Aimee Mann, Squeeze in Royal Oak

So I had it a bit wrong. I thought -- clearly underestimating the "nostalgia" pull -- that if Aimee Mann and Squeeze were touring together, surely Mann was the headliner. And it wasn't until we got to the Royal Oak Music Theater (in the Detroit suburb of, you guessed it, Royal Oak) that I realized we had it backwards. Which was kind of fine with me. I was there to see Mann and while I was a big Squeeze fan in my teens, I kind of cringed at the idea of watching an ancient incarnation of a band I used to love. Hits too close to home in the age arena, you know? Chris and I hadn't been to Royal Oak before, so it was interesting in, you know, a not-that-interesting sort of way. (St. Louis readers will appreciate the tip that it reminded me a bit of Kirkwood.) I guess this is where Detroit keeps its white folk. A lot of the same shops you'd find in Ann Arbor with a less charming layout and a train track running right through it. It's entirely possible there's a lot more to it, but I didn't pick up on it.

As soon as we were in line to get inside the theater, we realized this didn't look like an Aimee Mann crowd. How can I explain it? They looked too, like, buoyant and, you know, old. They were wearing too many pastels. In fact, it looked a lot like people had come straight from the golf course to take in a show. But could this really be Squeeze's crowd? The band that helped usher in the new wave/pop madness of the late-seventies and early eighties? (Oddly enough, the answer is, yes, yes, it was.)

The Music Theater is a decent enough space, though if it were spruced up a tad it would be stunning. It has an upper balcony with reserved seating and then a tiered floor plan for general admission, with a handful of cafe tables scattered throughout. I was surprised that you could smoke inside there, but what do I know? We nabbed some good seats at one of the ables and had a stellar view of the stage. (Although the price was very close proximity to speakers stage left.)

Mann was fantastic, in her particularly melancholy sort of way. From what we could hear over the crowd yammering at top volume, her voice was impeccable. As Chris mentioned, if she were able to engage the audience a bit more, it would be even better, but I'm not sure that's the kind of performer or person she is.  Jolly good show, but probably the wrong venue. I'd love to see her somewhere more intimate with a less beer-swillingy crowd.

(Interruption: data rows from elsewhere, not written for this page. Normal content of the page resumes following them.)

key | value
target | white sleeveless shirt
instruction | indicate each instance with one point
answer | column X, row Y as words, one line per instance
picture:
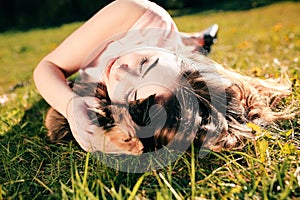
column 155, row 28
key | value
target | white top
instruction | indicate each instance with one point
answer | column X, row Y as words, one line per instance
column 155, row 28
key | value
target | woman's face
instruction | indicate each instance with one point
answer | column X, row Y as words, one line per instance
column 141, row 73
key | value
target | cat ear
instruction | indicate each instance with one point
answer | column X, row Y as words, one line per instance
column 139, row 110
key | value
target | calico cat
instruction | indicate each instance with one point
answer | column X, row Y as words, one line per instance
column 114, row 122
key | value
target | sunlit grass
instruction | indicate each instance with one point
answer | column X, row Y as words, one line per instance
column 261, row 42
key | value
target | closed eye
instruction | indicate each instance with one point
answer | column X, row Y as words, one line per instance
column 143, row 61
column 150, row 67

Next came Squeeze and I sort of had the idea that we'd hear a few songs, then we could head out and get home at a decent hour like good folk. And there is the discomfort of noting that both the band and the audience are, well, old. (Also, I've never seen so many men with gigantic beer bellies at a show because, you know, I don't like country music.)

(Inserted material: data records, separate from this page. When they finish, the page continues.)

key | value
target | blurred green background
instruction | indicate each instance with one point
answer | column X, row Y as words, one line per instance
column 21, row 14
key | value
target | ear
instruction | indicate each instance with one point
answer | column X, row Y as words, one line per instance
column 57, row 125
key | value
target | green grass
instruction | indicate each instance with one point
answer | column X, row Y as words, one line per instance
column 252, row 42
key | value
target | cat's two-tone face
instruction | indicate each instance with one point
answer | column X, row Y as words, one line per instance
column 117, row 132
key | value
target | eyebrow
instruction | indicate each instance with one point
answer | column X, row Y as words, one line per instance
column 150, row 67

The original three members of Squeeze -- who, we must remember, joined forces in 1974 -- have all widened and morphed into some combination of Nathan Lane and Tom Conti. (The drummer and keyboardist are not original members, but the former may actually have been Bruce Willis. The keyboardist did his best to match the panache of the now-legendary Jools Holland.) But their voices? Exactly the same. It was surprisingly and powerfully nostalgic.

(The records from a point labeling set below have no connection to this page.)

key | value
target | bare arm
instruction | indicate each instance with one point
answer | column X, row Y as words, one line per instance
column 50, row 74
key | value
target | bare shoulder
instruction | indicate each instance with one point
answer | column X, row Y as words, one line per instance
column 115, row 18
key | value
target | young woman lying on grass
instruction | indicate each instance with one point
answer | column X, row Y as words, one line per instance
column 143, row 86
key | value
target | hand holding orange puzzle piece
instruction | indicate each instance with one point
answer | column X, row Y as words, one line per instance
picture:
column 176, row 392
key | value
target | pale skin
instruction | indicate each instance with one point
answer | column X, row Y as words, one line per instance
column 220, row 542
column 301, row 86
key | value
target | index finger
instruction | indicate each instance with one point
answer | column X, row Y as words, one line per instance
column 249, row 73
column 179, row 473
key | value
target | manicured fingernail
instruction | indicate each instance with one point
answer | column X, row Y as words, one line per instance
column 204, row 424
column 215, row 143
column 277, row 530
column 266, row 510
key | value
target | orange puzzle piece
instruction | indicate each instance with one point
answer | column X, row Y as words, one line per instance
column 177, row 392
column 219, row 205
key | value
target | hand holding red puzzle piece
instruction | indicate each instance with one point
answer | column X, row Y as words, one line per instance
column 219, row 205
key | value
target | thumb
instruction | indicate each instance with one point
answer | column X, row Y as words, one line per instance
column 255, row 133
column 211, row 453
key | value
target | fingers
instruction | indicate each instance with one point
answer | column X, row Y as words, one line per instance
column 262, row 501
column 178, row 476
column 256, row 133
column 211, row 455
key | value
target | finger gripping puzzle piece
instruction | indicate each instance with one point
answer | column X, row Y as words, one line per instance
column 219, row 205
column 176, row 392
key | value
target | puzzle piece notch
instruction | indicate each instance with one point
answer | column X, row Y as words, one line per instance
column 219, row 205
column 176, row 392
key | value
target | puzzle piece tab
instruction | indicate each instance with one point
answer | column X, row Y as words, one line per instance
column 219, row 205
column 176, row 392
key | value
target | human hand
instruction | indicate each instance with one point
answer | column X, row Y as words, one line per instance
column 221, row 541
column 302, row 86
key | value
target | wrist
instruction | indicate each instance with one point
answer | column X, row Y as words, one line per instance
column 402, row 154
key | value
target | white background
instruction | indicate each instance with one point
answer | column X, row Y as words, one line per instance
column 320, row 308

Squeeze, The Singles was the soundtrack for a lot of my freshman year, one of those albums I bonded with people over and made new friends, the way you seek out these similar threads at college. And they tossed out all the hits -- Tempted, Pulling Muscles from A Shell, Hourglass, Cool for Cats, Goodbye Girl, you name it. It was, in fact, a blast. I love, love, love how music has the power to bring the past rushing back, to dig into some part of you so deep and young and all the stuff that goes with it. Good times, people. Good times.